After I last talked to you on Thursday, I went on an unexpected minimalism sweep, and I mean a major one this time… maybe the second-biggest anti-haul since my initial one. Three days of on-and-off plundering later, I took the spoils to be donated.
[Sidenote and speaking of my last post: I read it again later that day (the Geronimo post), and I found a typo (a missing ‘s’, I believe). I went in and fixed it. Please do let me know if you see typos or other errors in my writing! Don’t be shy. It’s like if I have something green stuck in my teeth, I’d rather someone point it out to me than allow me to go around talking to another hundred+ people like that. Haha.]
I didn’t plan this latest minimalism undertaking. You know… accomplishment in itself feels amazing, but unexpected accomplishment adds an extra kick of satisfaction. This time, I had no mercy. I slashed my sock drawer in half, when up until now I’d maintained that I wouldn’t go there. This progress suggests that my next major sweep might very well include – gasp – books. Could I possibly get to a point where I can decide which books to donate?
While going through the closet in the guest bedroom, I re-encountered my collection of music books, which largely define my childhood. I found Hannon and Czerny exercise books; instructional book series; rhythm and timing workbooks; collections of works by specific composers; collections of popular hit music from the 70’s and 80’s; loads of sheet music (popular, classical, and the blues); holiday music of several different cultures; and my practice notebooks going back to my very first day of piano lessons. Even my violin instructional book is in there! I took violin for six months before my school lost the program and the lessons stopped. My parents got a piano, and I picked up my music studies from there. I was a lucky kid. An excellent piano teacher came to the house once a week for the next nine years; she basically watched me grow up.
My first piano lesson was on November 14, 1978. It’s written on the first page of my first lesson notebook. Just the sight of my teacher’s handwriting brings back memories. The date of each lesson. Reminders to trim my nails (at the top of each entry, sometimes in all caps and with multiple exclamation points – my piano teacher invented screaming in all caps). The practice time charts she drew every week (for me to write in the time I’d spent practicing each day. “30 minutes minimum!!”) And her assignments for the week, numbered in order of priority.

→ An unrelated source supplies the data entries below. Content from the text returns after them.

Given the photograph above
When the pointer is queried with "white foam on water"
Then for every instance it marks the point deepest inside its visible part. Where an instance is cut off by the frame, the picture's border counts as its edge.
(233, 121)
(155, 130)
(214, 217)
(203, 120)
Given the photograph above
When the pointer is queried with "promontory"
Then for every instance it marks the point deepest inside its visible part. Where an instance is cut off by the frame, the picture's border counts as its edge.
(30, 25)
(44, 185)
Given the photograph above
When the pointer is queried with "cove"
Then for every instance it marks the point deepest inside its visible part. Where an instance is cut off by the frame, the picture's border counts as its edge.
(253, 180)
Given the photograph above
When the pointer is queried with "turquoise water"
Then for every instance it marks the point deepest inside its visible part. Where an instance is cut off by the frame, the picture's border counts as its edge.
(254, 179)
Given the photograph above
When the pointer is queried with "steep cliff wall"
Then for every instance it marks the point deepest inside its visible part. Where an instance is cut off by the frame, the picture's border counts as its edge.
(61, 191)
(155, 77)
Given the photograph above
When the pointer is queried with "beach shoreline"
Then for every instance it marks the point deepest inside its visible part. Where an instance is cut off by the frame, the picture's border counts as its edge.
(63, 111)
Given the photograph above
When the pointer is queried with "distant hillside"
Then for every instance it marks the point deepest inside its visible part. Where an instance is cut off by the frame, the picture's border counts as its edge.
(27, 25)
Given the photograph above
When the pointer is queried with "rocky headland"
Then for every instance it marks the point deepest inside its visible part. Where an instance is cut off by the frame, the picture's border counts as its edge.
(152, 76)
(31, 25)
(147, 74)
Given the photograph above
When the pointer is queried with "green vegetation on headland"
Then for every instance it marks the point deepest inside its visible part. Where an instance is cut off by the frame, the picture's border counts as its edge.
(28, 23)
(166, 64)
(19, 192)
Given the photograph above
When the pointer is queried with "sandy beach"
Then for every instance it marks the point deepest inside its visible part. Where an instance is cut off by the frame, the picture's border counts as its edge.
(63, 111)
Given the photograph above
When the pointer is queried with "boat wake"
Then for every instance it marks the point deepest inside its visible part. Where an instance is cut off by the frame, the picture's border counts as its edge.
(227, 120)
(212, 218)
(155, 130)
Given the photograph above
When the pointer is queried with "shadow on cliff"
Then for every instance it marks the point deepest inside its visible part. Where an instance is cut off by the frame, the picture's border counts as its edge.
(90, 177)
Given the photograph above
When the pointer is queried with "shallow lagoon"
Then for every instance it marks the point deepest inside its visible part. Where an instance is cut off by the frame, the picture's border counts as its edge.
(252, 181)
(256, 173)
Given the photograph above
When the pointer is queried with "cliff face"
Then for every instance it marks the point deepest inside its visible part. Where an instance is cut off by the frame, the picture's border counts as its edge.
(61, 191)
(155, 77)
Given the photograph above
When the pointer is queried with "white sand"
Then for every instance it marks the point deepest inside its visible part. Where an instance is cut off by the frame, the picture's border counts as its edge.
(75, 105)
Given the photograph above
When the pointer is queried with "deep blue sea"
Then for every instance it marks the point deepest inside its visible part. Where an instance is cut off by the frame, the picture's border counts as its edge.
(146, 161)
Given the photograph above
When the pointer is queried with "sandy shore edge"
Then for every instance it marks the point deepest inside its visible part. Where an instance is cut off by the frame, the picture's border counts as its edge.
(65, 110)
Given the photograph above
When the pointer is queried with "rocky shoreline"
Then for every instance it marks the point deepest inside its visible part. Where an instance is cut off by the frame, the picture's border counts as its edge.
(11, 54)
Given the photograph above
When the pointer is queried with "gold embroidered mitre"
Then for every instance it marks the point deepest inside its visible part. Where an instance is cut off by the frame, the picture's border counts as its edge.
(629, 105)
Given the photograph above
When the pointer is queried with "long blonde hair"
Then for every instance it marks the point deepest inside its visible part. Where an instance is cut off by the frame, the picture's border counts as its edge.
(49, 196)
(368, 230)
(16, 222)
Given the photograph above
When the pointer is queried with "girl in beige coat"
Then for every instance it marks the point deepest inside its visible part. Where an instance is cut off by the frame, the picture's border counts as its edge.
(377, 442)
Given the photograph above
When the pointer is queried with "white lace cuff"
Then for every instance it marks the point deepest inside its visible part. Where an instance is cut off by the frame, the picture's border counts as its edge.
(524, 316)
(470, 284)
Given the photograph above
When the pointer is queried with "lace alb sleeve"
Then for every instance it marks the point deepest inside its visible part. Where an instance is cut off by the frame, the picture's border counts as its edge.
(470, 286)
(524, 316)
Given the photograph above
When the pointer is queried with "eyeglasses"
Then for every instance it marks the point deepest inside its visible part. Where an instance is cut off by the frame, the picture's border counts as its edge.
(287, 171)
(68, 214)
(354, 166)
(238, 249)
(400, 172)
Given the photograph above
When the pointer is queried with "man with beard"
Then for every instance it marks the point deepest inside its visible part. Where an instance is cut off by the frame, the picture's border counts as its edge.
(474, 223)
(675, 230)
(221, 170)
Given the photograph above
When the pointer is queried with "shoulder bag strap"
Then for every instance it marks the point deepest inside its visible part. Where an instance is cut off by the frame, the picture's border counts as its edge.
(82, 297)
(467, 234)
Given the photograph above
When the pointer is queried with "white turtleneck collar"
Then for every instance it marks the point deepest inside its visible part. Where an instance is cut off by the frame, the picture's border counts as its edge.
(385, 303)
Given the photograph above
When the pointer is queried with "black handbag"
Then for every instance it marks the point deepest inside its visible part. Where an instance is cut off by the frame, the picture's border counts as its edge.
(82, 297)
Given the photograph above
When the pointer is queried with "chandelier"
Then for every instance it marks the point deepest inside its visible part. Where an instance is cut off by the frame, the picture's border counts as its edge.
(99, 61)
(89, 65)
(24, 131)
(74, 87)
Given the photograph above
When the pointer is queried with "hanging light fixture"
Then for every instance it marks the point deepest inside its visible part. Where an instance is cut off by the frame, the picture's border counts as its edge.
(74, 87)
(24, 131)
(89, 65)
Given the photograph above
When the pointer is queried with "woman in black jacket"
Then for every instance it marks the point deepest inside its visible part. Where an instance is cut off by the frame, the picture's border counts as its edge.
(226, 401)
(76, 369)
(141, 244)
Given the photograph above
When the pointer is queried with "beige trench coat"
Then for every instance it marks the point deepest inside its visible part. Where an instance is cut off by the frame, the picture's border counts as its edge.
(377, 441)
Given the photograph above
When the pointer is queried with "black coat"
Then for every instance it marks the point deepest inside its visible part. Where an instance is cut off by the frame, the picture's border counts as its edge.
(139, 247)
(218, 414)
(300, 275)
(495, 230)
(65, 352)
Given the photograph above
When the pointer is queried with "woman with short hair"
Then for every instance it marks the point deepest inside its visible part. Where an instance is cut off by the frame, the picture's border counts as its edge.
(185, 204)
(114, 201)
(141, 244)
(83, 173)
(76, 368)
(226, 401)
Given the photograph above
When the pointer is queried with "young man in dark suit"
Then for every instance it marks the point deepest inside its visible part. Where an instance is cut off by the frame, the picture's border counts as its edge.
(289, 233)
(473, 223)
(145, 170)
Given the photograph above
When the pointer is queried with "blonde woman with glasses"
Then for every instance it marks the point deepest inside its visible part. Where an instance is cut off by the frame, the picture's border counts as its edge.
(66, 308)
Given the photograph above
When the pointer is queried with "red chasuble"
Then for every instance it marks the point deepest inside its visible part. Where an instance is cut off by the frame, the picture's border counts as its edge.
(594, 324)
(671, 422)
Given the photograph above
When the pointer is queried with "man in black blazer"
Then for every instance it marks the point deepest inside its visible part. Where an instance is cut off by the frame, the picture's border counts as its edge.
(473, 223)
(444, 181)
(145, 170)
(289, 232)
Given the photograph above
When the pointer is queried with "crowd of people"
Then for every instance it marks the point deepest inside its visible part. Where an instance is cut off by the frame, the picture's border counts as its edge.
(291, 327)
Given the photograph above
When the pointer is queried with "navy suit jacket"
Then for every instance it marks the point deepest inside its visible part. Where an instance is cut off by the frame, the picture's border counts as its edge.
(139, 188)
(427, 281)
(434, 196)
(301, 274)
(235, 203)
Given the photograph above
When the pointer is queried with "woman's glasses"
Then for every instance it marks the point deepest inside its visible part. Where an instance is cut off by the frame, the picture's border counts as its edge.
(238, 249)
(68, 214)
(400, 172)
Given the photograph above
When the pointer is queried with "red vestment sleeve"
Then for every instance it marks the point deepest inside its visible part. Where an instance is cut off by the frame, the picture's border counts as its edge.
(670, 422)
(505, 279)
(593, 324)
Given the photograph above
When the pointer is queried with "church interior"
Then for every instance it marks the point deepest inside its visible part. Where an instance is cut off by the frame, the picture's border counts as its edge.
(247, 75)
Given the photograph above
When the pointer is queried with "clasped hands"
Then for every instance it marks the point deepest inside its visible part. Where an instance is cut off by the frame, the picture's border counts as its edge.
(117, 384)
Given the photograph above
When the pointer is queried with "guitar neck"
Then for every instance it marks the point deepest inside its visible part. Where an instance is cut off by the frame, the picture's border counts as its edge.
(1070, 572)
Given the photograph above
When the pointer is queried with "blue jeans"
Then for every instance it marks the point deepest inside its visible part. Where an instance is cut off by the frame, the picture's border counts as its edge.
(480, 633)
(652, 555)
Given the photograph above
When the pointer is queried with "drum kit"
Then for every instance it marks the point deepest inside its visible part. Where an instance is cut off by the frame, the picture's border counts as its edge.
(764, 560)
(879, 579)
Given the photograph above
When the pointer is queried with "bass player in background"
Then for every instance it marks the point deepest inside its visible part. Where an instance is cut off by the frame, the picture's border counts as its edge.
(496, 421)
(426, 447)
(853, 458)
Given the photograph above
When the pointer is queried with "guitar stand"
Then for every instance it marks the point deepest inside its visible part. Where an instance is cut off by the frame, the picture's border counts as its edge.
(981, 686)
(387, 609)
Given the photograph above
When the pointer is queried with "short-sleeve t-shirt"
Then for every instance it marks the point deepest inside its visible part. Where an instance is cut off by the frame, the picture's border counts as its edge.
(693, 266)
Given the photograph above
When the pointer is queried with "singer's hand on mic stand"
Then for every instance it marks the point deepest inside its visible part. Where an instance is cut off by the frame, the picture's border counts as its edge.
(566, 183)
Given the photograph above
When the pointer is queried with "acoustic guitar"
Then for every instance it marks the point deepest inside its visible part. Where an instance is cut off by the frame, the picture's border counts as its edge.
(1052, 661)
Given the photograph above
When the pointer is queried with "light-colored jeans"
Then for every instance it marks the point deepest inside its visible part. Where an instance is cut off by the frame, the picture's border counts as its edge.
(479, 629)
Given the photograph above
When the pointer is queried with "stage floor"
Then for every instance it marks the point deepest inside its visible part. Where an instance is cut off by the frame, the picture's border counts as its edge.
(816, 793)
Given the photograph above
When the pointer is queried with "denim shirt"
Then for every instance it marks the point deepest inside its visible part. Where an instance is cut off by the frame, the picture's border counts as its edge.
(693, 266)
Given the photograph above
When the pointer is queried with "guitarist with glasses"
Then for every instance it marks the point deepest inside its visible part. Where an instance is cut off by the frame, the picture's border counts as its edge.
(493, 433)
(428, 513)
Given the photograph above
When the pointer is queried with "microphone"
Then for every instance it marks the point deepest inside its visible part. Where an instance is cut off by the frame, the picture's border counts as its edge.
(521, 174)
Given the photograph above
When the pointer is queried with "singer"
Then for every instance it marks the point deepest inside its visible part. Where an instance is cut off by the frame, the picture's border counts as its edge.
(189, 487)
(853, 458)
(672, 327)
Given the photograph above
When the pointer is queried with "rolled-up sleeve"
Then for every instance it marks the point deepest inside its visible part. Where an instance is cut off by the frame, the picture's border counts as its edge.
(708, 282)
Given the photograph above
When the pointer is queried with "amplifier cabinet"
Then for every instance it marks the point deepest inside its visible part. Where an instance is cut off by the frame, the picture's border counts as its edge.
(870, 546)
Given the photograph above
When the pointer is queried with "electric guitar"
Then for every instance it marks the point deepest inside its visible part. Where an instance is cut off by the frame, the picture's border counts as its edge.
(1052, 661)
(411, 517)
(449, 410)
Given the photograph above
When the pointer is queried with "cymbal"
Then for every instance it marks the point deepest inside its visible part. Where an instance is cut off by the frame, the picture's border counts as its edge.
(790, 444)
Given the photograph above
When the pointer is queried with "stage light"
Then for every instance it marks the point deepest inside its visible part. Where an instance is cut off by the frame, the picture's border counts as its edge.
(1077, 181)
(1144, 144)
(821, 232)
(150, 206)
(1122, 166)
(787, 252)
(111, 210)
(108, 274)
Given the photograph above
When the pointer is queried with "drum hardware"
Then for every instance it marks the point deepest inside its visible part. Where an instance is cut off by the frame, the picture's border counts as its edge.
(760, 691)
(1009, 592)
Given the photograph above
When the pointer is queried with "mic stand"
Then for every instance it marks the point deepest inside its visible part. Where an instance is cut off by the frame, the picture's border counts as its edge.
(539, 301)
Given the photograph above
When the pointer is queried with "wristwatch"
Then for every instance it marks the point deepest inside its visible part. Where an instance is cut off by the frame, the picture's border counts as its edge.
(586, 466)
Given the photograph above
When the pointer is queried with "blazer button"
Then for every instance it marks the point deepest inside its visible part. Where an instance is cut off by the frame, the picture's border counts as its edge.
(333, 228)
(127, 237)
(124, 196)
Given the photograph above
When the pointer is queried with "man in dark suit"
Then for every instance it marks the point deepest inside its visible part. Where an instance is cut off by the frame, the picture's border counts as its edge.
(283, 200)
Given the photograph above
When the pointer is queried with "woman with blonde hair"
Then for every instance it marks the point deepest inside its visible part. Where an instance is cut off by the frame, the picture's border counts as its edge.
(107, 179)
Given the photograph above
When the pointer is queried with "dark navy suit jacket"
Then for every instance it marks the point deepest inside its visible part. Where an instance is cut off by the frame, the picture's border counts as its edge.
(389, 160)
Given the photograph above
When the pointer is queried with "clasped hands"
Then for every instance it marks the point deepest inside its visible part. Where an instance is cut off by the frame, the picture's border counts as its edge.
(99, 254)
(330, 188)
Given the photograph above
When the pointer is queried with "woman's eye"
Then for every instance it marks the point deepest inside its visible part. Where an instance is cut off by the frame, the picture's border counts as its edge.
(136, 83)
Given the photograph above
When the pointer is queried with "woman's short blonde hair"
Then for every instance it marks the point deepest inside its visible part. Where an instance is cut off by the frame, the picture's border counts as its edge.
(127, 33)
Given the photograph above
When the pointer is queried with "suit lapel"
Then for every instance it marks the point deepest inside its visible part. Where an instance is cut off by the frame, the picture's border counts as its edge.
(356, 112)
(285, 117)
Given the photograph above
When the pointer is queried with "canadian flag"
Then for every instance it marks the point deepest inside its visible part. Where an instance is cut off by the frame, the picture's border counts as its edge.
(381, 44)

There’s no reason to keep the music with me, but trashing it is unthinkable… at the moment, at least. There was nothing to decide on Saturday. Instead, I sat down and spent some time looking through the material. I’m not even sure that some of it still exists. For instance, are Wesley Schaum rhythm and timing workbooks still in print? Do music students learn rhythm and timing from them anymore? The Schaum workbooks I have were published in 1969 and 1970. They cost $3.00 each.
The memories of this homework, guys. Book Three, Lesson 15: Counting with Ties and Slurs. “On the staffs below, some of the measure bar lines are missing. Draw in bar lines where necessary to make the proper number of counts in each measure. Then write in the counting on the dotted lines (include the word ‘and’ where necessary).”
It’s also interesting to see the evolution of my penmanship in the way I wrote my name at the top of each page. (By the way, is penmanship even a part of grade-school curriculum anymore?)
It’s possible that I’ll be back one day to report that I’ve thinned my bookshelves, but it may be longer than that before I start dismantling my music collection. Most of it would have to go into the recycling. Stuff like my completed rhythm and timing workbooks? Useless to others. I’m not sure that anyone would want my sheet music with my teacher’s comments in the margins, either, not to mention the stickers I’d chosen for each piece I’d mastered. That was an interesting evolution to observe, too, how the award stickers got less and less babyish as time went on.
I don’t know. I might do this dirty work one day, or it might be up to someone else to dump the music after I die. It’s hard to imagine minimalizing music when it’s printed on paper. Paper is not technology that becomes obsolete.